MovePose: A High-performance Human Pose Estimation Algorithm on Mobile and Edge Devices
Dongyang Yu, Haoyue Zhang, Ruisheng Zhao, Guoqi Chen, Wangpeng An, Yanhong Yang
TL;DR
MovePose tackles the gap in real-time, accurate human pose estimation on mobile and edge devices by introducing a lightweight CNN that leverages large kernel convolutions, a deconvolution upsampling path, and the SimCC coordinate-classification approach. It couples these with a Lite pre-training strategy and a MobileNet backbone to achieve high accuracy at low computational cost, reporting 68.0 mAP on COCO val and substantial FPS on CPU, GPU, and mobile hardware. The method demonstrates strong performance across COCO test-dev, COCO-SinglePerson, and MPII benchmarks, with notable gains when using flip testing and efficient architectures.
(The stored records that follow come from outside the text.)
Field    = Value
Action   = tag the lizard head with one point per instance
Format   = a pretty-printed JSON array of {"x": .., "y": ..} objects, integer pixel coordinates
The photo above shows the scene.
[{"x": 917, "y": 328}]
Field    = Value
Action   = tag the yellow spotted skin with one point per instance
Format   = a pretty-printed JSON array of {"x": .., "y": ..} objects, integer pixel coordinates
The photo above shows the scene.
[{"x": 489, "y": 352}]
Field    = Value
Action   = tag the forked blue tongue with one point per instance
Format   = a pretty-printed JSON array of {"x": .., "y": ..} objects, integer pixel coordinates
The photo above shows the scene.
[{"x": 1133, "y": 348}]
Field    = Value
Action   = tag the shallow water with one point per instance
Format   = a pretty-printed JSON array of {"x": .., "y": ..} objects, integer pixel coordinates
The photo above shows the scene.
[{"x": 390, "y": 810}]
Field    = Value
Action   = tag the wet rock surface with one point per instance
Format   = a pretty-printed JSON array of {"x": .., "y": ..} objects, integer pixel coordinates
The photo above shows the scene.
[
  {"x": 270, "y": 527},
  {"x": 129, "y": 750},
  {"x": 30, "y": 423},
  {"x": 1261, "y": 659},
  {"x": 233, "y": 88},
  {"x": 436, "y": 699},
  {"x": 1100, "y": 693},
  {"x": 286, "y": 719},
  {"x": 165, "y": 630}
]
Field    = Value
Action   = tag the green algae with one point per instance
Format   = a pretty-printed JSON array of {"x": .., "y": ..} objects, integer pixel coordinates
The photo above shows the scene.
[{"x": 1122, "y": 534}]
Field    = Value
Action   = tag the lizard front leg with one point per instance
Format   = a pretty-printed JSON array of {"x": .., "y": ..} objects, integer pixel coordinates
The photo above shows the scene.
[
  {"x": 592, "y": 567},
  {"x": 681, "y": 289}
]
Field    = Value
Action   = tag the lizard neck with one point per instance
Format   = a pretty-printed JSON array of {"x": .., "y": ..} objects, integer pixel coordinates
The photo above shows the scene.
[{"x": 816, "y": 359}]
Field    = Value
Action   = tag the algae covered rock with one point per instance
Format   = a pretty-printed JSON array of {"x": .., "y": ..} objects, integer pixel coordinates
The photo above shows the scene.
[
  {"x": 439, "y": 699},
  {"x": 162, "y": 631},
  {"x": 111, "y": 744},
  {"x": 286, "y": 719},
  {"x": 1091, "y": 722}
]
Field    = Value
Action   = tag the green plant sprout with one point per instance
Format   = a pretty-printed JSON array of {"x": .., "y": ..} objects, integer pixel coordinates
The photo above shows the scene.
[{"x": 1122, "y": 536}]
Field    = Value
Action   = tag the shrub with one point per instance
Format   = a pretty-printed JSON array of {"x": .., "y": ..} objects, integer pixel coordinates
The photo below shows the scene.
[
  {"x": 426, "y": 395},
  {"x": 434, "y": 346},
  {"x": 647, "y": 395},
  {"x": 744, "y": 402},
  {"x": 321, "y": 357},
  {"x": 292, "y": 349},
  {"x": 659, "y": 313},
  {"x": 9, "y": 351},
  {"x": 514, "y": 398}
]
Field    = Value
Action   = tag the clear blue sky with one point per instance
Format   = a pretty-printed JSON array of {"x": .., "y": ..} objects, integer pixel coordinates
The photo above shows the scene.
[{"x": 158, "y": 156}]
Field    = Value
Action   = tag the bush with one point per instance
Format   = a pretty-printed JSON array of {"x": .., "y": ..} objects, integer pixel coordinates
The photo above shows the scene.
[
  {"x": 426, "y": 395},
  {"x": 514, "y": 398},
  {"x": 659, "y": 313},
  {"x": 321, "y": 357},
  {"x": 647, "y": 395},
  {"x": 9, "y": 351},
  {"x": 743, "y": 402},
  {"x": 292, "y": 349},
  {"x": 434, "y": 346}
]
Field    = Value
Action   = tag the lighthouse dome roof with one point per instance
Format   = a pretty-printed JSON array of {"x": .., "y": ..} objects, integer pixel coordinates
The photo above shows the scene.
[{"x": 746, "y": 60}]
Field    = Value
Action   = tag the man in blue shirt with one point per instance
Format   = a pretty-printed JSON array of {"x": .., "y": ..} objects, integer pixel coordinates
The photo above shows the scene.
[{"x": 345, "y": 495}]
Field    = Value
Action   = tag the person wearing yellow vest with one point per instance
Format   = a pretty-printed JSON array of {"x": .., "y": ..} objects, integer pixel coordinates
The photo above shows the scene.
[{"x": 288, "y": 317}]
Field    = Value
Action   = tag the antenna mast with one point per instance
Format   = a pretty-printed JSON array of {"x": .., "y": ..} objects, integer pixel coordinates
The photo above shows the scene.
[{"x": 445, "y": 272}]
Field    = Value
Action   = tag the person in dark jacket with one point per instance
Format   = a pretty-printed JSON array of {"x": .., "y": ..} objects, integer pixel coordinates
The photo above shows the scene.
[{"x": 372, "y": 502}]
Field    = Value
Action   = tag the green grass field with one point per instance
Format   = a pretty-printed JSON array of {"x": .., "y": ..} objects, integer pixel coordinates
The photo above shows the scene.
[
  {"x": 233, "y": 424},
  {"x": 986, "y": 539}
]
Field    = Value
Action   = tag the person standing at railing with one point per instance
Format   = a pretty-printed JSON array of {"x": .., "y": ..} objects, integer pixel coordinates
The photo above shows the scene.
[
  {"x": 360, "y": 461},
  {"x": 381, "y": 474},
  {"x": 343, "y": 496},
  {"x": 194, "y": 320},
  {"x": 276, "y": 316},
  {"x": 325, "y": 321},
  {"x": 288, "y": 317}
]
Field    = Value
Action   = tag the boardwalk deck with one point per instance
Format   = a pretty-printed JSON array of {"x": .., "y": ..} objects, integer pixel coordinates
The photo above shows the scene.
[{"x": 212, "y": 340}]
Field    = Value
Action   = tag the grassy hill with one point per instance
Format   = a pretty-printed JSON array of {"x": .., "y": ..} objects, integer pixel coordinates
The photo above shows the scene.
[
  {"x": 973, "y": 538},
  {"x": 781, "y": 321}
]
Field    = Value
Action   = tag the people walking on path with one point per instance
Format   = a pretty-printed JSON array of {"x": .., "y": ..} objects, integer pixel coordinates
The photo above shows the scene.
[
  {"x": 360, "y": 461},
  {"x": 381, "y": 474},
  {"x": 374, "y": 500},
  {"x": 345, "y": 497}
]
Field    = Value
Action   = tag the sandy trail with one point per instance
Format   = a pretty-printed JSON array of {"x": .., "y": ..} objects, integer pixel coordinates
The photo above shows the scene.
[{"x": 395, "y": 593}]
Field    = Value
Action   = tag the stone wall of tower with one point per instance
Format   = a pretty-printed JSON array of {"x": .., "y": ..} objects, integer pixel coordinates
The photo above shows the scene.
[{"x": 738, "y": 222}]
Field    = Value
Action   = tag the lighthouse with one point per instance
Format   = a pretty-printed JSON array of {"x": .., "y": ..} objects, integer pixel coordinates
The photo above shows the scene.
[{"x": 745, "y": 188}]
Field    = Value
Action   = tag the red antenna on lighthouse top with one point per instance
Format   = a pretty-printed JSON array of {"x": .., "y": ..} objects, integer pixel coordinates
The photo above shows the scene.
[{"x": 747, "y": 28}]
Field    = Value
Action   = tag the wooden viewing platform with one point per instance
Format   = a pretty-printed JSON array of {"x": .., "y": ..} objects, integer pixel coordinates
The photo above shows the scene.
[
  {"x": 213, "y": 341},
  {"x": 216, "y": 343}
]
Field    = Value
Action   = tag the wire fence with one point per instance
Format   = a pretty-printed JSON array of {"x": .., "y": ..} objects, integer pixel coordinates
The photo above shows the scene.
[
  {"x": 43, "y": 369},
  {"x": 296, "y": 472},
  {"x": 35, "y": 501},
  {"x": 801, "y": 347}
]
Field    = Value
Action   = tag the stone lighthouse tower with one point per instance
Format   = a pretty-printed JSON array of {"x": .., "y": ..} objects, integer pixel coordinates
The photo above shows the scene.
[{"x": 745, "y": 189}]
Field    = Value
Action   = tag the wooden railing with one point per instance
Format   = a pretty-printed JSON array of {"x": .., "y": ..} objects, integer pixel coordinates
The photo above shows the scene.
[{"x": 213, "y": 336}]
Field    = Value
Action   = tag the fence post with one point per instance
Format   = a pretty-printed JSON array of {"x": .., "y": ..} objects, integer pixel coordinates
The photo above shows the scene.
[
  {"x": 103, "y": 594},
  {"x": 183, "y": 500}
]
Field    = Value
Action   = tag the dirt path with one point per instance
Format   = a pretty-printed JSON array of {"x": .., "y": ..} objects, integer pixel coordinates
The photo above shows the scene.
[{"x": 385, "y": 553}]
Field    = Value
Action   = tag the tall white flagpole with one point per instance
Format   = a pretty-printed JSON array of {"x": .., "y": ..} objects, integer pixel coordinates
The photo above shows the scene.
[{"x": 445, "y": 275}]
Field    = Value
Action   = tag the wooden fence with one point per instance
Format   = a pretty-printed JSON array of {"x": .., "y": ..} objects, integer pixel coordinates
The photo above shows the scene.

Overall, MovePose validates that edge-oriented HPE can attain real-time speeds without sacrificing accuracy, enabling practical deployment in sports analytics, robotics, and AR applications.
Abstract
We present MovePose, an optimized lightweight convolutional neural network designed specifically for real-time body pose estimation on CPU-based mobile devices. The current solutions do not provide satisfactory accuracy and speed for human posture estimation, and MovePose addresses this gap. It aims to maintain real-time performance while improving the accuracy of human posture estimation for mobile devices. Our MovePose algorithm has attained an Mean Average Precision (mAP) score of 68.0 on the COCO \cite{cocodata} validation dataset. The MovePose algorithm displayed efficiency with a performance of 69+ frames per second (fps) when run on an Intel i9-10920x CPU. Additionally, it showcased an increased performance of 452+ fps on an NVIDIA RTX3090 GPU. On an Android phone equipped with a Snapdragon 8 + 4G processor, the fps reached above 11. To enhance accuracy, we incorporated three techniques: deconvolution, large kernel convolution, and coordinate classification methods. Compared to basic upsampling, deconvolution is trainable, improves model capacity, and enhances the receptive field. Large kernel convolution strengthens these properties at a decreased computational cost. In summary, MovePose provides high accuracy and real-time performance, marking it a potential tool for a variety of applications, including those focused on mobile-side human posture estimation. The code and models for this algorithm will be made publicly accessible.